For more than a month, CHRF has repeatedly called on the city government to meet its five demands, which include a complete withdrawal of the bill, Lam’s resignation, an independent investigation into the use of force by police to disperse protesters on June 12, a government retraction of its characterization of the June 12 protests as “riots,” and the release of those who have been arrested, as well as the withdrawal of charges against them.
On June 12, police used pepper spray, tear gas, rubber bullets, and bean bags in an attempt to remove protesters from the streets after some tried to break police lines outside of LegCo.
Lam said during the press conference that it wasn’t acceptable not to continue on with investigations and prosecutions of “offenders” from the recent protests. She reiterated that Hong Kong’s civilian body for investigating police misconduct, the Independent Police Complaints Council (IPCC), was investigating the incidents from June 9 to July 2.
The IPCC announced on July 2 that it would be compiling a detailed study of the extradition bills protests. June 9 was the date of the first CHRF march that drew 1.03 million people.
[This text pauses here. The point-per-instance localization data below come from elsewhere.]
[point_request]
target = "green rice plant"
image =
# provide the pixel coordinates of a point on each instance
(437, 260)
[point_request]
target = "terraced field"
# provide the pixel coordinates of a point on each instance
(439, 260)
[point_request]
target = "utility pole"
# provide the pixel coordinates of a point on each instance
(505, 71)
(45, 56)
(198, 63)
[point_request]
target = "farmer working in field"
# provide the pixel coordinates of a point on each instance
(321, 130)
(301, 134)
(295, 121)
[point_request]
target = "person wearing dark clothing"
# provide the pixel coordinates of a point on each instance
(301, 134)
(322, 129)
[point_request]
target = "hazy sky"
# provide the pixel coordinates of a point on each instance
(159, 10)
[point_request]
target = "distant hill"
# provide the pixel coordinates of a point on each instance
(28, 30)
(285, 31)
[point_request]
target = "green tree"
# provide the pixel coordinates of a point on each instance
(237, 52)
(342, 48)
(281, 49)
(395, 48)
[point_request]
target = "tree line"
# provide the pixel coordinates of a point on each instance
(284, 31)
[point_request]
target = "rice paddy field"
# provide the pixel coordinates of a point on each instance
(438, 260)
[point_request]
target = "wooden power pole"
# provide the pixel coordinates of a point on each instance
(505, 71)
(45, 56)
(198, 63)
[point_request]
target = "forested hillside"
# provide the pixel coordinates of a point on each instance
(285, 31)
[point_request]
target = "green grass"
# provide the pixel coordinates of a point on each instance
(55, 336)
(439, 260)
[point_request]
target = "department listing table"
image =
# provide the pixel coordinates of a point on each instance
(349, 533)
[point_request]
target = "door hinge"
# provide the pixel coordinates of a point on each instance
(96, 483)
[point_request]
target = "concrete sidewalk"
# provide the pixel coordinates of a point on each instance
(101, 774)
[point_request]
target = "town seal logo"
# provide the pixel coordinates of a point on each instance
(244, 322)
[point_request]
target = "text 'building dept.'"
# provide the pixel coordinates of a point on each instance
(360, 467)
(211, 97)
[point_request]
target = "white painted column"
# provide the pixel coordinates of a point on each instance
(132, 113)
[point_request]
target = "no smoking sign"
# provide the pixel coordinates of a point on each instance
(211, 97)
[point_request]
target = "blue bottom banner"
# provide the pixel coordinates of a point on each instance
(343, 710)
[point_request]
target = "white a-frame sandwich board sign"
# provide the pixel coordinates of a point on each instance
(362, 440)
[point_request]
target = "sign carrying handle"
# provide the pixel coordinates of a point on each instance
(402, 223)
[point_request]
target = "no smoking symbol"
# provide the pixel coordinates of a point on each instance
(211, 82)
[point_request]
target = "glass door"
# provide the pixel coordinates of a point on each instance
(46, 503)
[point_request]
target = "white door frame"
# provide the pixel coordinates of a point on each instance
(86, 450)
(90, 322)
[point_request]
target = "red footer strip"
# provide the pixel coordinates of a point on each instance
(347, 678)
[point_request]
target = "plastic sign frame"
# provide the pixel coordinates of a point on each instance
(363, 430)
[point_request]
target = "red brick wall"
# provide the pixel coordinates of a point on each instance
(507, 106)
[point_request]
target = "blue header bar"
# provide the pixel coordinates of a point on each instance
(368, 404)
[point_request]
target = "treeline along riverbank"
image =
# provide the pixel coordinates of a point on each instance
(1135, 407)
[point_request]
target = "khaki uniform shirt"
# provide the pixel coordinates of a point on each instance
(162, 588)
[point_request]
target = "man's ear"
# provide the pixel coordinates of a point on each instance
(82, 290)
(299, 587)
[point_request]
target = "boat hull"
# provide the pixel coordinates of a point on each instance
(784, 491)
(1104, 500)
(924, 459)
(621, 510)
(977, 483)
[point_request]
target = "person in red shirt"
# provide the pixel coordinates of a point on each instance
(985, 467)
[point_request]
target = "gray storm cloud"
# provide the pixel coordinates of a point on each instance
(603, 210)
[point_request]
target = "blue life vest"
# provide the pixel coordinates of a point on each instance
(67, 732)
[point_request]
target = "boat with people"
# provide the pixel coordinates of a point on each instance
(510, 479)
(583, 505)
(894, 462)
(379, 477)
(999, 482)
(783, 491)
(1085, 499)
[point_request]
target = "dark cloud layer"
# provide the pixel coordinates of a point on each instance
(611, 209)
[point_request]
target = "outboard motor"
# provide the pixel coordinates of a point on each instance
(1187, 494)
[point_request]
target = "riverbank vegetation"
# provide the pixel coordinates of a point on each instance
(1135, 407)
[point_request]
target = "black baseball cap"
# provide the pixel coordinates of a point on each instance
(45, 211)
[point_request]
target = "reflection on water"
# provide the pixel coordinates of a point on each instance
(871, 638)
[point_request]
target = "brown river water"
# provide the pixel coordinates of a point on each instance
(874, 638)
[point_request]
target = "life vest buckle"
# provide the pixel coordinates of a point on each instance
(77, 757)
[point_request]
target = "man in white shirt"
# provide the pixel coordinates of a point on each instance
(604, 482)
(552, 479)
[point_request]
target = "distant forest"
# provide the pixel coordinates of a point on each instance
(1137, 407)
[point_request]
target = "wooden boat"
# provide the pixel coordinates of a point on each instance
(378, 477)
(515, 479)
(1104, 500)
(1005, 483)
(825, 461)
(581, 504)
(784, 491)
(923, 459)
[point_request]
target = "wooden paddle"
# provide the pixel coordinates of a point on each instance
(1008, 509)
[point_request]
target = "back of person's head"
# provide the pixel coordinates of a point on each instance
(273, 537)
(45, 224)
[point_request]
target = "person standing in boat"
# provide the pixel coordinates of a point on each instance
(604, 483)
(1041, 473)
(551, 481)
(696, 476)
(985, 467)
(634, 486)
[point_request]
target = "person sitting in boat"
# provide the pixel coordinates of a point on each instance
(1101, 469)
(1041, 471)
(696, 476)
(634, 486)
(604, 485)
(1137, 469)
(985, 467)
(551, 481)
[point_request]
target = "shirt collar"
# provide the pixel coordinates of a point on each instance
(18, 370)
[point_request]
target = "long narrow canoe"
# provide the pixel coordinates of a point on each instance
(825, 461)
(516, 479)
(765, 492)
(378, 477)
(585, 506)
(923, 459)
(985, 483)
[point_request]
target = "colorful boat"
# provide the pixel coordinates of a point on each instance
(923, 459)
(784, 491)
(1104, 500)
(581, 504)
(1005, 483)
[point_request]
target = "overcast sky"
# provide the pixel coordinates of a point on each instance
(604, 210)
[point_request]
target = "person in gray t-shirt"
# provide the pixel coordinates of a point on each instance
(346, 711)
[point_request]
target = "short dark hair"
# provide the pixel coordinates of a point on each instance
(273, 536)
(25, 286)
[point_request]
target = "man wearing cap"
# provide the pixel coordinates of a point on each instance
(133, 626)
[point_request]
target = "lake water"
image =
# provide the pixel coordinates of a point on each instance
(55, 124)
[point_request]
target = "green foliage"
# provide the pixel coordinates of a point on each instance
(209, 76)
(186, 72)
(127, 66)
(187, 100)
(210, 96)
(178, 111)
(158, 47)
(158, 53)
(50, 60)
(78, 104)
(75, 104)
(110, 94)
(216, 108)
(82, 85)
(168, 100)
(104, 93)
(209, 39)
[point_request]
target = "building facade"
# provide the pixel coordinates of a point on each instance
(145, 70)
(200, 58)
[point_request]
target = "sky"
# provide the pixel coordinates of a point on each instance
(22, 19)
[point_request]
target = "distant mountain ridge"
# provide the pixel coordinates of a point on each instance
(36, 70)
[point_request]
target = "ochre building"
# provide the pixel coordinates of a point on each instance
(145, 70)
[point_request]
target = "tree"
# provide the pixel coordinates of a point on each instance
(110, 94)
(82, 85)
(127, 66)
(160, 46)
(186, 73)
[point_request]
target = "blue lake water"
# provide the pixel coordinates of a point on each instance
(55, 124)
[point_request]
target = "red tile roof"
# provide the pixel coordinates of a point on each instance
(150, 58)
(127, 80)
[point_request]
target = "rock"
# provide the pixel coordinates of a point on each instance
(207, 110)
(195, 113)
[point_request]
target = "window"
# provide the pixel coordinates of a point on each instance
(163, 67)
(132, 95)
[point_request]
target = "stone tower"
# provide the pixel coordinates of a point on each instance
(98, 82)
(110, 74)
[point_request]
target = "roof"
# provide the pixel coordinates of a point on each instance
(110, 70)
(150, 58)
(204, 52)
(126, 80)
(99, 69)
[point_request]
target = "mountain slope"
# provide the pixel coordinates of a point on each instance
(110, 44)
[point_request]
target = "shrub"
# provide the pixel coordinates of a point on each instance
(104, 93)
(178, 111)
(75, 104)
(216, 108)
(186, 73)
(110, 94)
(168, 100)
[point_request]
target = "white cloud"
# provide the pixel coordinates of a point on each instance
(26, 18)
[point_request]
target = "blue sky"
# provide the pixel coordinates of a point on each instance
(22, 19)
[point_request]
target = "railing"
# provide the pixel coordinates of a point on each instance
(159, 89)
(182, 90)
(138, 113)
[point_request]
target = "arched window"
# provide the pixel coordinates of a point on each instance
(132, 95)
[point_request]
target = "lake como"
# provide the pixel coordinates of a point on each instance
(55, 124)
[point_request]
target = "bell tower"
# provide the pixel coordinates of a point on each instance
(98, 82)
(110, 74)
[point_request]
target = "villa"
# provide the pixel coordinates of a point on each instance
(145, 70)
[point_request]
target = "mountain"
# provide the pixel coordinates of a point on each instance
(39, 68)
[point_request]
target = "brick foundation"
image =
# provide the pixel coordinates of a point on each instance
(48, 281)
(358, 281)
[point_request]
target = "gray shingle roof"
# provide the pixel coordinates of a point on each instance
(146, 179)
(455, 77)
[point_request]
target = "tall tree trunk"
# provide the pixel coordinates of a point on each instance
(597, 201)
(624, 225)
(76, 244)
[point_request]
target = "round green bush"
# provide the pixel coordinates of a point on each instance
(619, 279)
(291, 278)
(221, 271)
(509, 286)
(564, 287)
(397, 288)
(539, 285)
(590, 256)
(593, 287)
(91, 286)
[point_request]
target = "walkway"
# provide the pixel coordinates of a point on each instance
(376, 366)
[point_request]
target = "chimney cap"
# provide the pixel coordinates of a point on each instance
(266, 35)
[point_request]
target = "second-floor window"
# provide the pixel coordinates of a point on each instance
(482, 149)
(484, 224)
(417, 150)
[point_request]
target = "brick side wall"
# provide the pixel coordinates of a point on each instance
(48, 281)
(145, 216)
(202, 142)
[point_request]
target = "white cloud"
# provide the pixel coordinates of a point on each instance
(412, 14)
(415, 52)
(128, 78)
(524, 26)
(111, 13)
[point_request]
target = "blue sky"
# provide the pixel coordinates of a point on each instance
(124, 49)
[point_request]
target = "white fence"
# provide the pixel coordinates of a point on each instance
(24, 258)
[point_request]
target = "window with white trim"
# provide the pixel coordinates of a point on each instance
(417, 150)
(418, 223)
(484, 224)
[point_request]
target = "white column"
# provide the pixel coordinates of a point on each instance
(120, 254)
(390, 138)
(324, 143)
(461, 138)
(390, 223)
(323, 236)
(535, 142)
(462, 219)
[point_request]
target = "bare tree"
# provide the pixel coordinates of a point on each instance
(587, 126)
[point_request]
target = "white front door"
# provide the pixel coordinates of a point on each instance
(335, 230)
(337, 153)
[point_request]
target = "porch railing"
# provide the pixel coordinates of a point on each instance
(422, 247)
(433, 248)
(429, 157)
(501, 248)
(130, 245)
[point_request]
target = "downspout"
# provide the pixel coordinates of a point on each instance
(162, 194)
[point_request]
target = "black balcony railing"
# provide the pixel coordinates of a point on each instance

But CHRF said its demand for an independent inquiry into police action stands, adding that such an inquiry would have proper powers, including the power to summon witnesses.
According to the Hong Kong daily newspaper Apple Daily, there were at least 67 protester arrests between June 12 and July 8.
CHRF also stated that it is “totally impractical” that Lam now wants to have open dialogue with student representatives since many young protesters have already been arrested.
Hong Kong’s Democratic Party Chairman Wu Chi-wai also held a press conference following Lam’s comments, saying that he was “very disappointed” upon learning what Lam had to say.
While pointing out how Lam had again failed to address protester demands, Wu said that she avoided a core issue: how to rebuild trust between her government and Hongkongers.
Hong Kong’s pro-democracy party Demosisto issued a statement following Lam’s press conference. According to Hong Kong media HK01, Demosisto said that Lam should just say the word “withdraw” to show the people that she is not playing with words and that there is no chance of the bill being revived.
Additionally, it called on the city government to hold two open elections so that people can directly elect members of the LegCo and the position of the chief executive—the position now held by Lam.
Joshua Wong, the iconic figure from the 2014 Umbrella Movement, is the secretary general of Demosisto.
Iris Tao contributed to this report.